Curiosity’nin Mars’a tamamen insansız, kendi kendine inmesi lazımdı. Tüm bu süreci iniş bilgisayarı ve radar sistemi denetliyor. Curiosity’nin de içinde olduğu, back-shell dediğimiz bölüm önce paraşütle yavaşlıyor. Bizim radar ve diğer sensörlerle yeri görüyoruz. Biz Target Lock deriz, hedef kitlendi mi, yeri görüyor mu, hangi açıdan görüyor? Bilgisayar karar verip bir kilometre kadar kala back-shell’deki küçük roketleri ateşleyip tam yüzeyden yukarıda kendini dengeliyor. Ardından Curiosity, back-shell’deki yerinden ayrılıp vinçli halatlarla yüzeye indirildi. Niye böyle indirdik, çünkü roketlerle direkt indiğinde çok toz kaldırıyor. Bu sefer hassas parçaların içine toz girebilirdi. Bizim geliştirdiğimiz sisteme hayat veren temel sebep budur. Aracın hem büyük hem de hassas olması nedeniyle radarla ince bir iniş yapılması gerekiyordu. Curiosity yüzeye inince makaslarla halatları kesti ve radarın olduğu back-shell sistemi Curiosity’den uzaklaşıp intihar etti. İşte yüzeydeki bu radarın üzerinde her biri elimde günlerce, saatlerce çalıştığımız parçalar vardı, şimdi Mars yüzeyinde duruyorlar. Mars’a giden bir araçta Türk olarak, eli değmiş, parça üretmiş, belki ilk benim NASA’da. Ama NASA’da çalışan ve yıllardır emek veren çok isim var. Hakkını yememek lazım. Ne ilkim ne sonum diye düşünüyorum.
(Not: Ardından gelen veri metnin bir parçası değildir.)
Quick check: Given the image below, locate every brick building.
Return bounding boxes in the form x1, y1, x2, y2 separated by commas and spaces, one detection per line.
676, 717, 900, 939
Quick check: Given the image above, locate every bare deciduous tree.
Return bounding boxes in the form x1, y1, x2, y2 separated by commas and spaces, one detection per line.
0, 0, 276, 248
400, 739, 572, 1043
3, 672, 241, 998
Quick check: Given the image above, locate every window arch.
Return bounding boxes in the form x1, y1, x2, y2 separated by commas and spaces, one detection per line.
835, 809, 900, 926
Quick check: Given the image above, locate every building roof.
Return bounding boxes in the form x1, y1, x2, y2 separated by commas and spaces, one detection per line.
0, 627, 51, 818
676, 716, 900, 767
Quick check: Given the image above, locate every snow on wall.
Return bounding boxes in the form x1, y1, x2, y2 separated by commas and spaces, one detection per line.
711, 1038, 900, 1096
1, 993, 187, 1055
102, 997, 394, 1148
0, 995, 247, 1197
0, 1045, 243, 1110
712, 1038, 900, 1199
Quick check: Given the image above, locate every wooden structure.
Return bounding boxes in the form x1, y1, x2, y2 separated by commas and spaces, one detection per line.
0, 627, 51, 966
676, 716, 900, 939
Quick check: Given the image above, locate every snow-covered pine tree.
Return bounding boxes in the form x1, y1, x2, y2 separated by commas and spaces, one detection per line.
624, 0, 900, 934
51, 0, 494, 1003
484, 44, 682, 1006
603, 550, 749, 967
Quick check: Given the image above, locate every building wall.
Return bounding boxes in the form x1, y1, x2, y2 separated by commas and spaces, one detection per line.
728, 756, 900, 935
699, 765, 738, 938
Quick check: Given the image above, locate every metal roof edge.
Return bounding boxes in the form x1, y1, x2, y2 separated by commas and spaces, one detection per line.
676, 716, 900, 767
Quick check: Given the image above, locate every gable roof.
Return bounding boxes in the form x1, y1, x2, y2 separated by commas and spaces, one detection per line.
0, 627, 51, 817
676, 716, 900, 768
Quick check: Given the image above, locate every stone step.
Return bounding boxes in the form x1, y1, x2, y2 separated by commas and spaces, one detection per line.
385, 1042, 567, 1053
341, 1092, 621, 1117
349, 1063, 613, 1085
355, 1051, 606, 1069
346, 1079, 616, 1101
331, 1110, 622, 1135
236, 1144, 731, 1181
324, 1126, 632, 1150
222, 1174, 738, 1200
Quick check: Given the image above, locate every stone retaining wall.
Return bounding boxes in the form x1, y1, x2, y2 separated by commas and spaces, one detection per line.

Türkiye’ye neden dönüyorsunuz? NASA ile çalışmalar sürecek mi?
Geçen yıl Mars’a başarılı inişin ardından JPL Caltech’te çalışmaya devam ediyordum. Kızım Zeynep artık okul çağına geliyordu ve bir de oğlumuz oldu. Ben 12 yıldır ABD’deyim. Türkçeleri çok iyi ama, aralarında bile artık İngilizce konuştuklarını görünce, eşimle Türkiye’de büyümelerini istedik. Eylül’de döndük, bu yıl Özyeğin Üniversitesi’nde lisans ve lisansüstü dersler vereceğim. Ama Caltech ve JPL ile ilişkilerimiz sürüyor. Ayrıca aile şirketimiz Bimeks’te de yönetim kuruluna girdim, orada da son olarak Electro World’ün satın alma sürecinde katkıda bulundum.
İZİN İSTEYEMEDİM
ABD’deki hayatım hep bir koşturma içinde oldu. JPL’de yeni işe başladım. ABD’de işe girişinizde ilk altı ay izin almak çok zordur. Deneme süresi gibi sayılıyor. İşe başladıktan on gün sonra kızım doğdu. Hiç iznim yok. Doğum günü bir gün hastalık izni aldım, ama bir gün sonra eşim ve kızım hastaneden çıkacak, kullanacak iznim yok. Gençlik ve acemilik işte, izin istemeye de çekindim. Eşim hâlâ söyler, hastaneden çıkarken sen yoktun yanımızda diye.